Bon. Inter, comme on dit, inter en latin. C'est Saint Augustin qui commen­ce comme ça une sorte d'énoncé qui a fini par s'éroder à force de courir : inter urinas et feces nascimur. C'était un délicat. Cette remarque qui en elle-même ne semblerait pas comporter de conséquences infinies puisqu'aussi bien on en est né de ce périnée, il faut quand même bien dire qu'on court après.

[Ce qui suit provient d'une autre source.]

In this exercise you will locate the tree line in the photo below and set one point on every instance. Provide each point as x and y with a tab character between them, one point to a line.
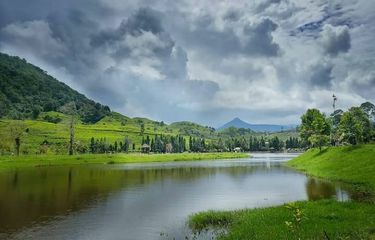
354	126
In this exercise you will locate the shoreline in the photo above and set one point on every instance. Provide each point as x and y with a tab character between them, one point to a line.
324	219
13	162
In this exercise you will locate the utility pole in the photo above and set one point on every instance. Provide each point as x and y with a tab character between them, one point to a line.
333	139
334	102
71	135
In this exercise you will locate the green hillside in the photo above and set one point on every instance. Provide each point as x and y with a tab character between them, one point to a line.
41	106
27	90
352	164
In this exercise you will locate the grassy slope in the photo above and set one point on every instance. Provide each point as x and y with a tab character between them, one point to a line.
50	160
351	220
351	164
114	127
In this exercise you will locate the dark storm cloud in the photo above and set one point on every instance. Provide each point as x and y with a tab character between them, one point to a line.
145	20
178	60
321	76
252	39
335	40
260	40
265	4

Il est certain que si Saint Augustin avait des raisons de s'en souvenir, c'était pour d'autres rai­sons qui nous intéressent tous, en ce sens que ce n'est pas à titre de vivant, de corps, que nous naissons inter urinas et fèces, mais à titre de sujet.

C'est bien pour ça que ça ne se limite pas à être un mauvais souvenir mais à être quelque chose qui, au moins pour nous qui sommes là, nous sollicite pré­sentement cette année, de nous intéresser vivement à l'objet dont il se trouve, qu'au moins l'un d'entre eux, se trouve en connexion avec ses environs. Au moins l'un d'entre eux et même deux, le deuxième, à savoir le pénis, se trouvant occuper dans cette détermination du sujet une place tout à fait fondamentale.

La façon dont Freud articule ce nœud introduit une grande nouveauté quant à la nature du sujet. Il est particulièrement opportun de se le rappeler quand la nécessité de l'avènement de ce sujet nous la fait venir d'un tout autre côté, à savoir du «je pense». Et vous devez bien sentir que si je prends tellement de soin de l'articuler à partir du « je pense », c'est bien sûr, pour vous ramener au terrain freudien qui vous permettra de concevoir pourquoi c'est le sujet que nous saisissons dans sa pureté au niveau du « je pense» à cette connexion étroi­te avec deux objets a si incongrûment situés.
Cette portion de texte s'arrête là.